Afghan Officials Unable to Confirm IS Commander's Death in Drone Strike

Kabul, Afghanistan

Officials in Afghanistan say they could not confirm the death of a top commander of the Islamic State group in Afghanistan.

On Thursday, the Afghan officials had said a U.S. drone strike killed Islamic State’s top commander in the area along with at least 11 other insurgents.

But Achin district Governor Haji Ghalib, who had reported Hafiz Saeed Khan’s death Thursday, told VOA’s Afghan Service Friday: “The information we received yesterday was not accurate. After receiving accurate information, we realized he had not been killed.”

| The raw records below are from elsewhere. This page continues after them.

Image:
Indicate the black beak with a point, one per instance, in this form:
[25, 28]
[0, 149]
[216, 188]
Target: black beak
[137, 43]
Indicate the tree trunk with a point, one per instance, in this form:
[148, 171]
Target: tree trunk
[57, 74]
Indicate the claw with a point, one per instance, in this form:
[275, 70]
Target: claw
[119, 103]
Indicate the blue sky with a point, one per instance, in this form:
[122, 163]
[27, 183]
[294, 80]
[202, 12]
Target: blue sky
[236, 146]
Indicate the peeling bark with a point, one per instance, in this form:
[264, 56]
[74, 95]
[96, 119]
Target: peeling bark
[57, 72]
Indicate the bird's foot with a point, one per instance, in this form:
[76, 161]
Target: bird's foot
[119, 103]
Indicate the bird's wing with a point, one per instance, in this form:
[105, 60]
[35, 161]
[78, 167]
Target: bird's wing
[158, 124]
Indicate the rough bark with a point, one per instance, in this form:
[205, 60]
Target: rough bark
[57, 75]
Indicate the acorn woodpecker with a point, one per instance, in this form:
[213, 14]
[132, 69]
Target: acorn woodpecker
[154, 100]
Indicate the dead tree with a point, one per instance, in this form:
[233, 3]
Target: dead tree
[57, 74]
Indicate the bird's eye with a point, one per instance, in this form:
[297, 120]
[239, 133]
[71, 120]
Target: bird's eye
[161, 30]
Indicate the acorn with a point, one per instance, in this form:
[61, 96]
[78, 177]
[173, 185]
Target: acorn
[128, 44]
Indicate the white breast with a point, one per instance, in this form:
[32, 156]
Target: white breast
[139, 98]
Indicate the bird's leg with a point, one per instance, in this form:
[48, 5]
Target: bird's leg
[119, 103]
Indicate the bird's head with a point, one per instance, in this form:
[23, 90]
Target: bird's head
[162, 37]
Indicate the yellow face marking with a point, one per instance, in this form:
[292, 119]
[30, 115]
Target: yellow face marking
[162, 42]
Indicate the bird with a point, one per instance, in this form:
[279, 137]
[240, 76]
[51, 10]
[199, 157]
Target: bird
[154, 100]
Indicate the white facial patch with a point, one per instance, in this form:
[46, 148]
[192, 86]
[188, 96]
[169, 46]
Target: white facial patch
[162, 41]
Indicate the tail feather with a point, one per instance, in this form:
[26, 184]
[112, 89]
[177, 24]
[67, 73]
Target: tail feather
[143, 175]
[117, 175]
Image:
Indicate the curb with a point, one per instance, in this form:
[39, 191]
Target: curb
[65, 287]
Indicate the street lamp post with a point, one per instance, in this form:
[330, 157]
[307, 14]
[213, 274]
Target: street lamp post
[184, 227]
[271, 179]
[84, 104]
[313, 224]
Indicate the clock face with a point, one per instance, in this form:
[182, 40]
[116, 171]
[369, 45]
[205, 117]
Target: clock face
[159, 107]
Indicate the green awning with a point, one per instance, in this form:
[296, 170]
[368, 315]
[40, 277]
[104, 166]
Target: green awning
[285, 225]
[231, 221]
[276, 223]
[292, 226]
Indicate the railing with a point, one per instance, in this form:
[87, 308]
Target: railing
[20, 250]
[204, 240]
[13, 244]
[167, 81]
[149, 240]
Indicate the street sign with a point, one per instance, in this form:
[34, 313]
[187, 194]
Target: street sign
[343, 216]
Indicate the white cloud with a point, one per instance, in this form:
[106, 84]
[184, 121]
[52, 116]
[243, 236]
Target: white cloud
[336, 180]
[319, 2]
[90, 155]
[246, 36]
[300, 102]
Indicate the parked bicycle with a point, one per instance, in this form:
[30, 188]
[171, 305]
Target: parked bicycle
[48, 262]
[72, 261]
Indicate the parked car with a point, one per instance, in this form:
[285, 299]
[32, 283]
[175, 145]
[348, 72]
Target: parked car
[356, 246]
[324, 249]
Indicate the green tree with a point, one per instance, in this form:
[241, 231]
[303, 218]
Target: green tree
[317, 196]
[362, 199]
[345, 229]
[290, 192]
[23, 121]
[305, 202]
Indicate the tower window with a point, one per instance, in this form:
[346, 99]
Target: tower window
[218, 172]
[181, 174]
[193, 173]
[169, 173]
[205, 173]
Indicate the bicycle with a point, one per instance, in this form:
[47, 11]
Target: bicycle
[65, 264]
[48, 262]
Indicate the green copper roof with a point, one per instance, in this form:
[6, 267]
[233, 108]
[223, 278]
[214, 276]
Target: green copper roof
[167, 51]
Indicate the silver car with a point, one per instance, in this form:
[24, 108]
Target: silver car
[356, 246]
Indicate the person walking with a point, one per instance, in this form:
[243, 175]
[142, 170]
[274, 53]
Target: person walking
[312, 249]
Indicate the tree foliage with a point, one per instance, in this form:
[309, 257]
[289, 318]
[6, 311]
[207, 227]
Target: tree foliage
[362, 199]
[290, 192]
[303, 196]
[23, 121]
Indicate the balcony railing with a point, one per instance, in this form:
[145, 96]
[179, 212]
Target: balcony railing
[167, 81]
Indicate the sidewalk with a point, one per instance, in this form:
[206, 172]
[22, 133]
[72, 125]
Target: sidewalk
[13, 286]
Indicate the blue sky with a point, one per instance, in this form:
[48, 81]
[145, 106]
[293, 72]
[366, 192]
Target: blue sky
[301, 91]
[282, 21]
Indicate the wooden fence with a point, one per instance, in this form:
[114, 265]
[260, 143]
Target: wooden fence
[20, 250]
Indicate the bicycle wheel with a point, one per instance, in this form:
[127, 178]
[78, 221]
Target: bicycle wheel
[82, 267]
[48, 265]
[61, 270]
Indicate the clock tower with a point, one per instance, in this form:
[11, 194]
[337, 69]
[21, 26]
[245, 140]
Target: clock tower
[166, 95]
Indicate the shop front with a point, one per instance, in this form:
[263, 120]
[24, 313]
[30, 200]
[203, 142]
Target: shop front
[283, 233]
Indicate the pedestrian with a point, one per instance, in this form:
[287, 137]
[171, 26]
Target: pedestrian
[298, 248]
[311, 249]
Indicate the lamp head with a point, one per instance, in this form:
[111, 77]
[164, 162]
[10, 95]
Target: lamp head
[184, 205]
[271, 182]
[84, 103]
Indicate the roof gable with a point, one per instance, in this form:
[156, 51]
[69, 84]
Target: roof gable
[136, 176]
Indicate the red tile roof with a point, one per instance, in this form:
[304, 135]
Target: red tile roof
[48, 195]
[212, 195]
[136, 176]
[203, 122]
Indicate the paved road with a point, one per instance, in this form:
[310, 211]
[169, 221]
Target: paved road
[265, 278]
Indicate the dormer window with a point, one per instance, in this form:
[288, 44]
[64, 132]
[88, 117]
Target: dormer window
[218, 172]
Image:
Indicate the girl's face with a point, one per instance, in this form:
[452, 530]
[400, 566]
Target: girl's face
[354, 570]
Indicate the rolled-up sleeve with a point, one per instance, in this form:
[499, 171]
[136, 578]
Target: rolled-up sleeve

Nevertheless, Ghalib said that 12 IS fighters, including an IS commander, had been killed in Thursday’s drone strike in the region.

Colonel Mohammad Numan Hatifi, a spokesman for the 201st Army Corps in Jalalabad, the capital of Nangarhar province, also dismissed reports of Hafiz Saeed Khan’s death.

“The report was a lie,” he told VOA. “Hafiz Sayeed is not in Afghanistan. He’s in Pakistan.”

There is no independent confirmation Khan is inside Pakistan.

The Islamic State group did not have any immediate comment about Thursday's drone strike. Khan, a former Taliban commander who switched sides to join the Islamic State militant group more than a year ago, was said to have been killed six months ago, but the terrorist group denied that report at the time.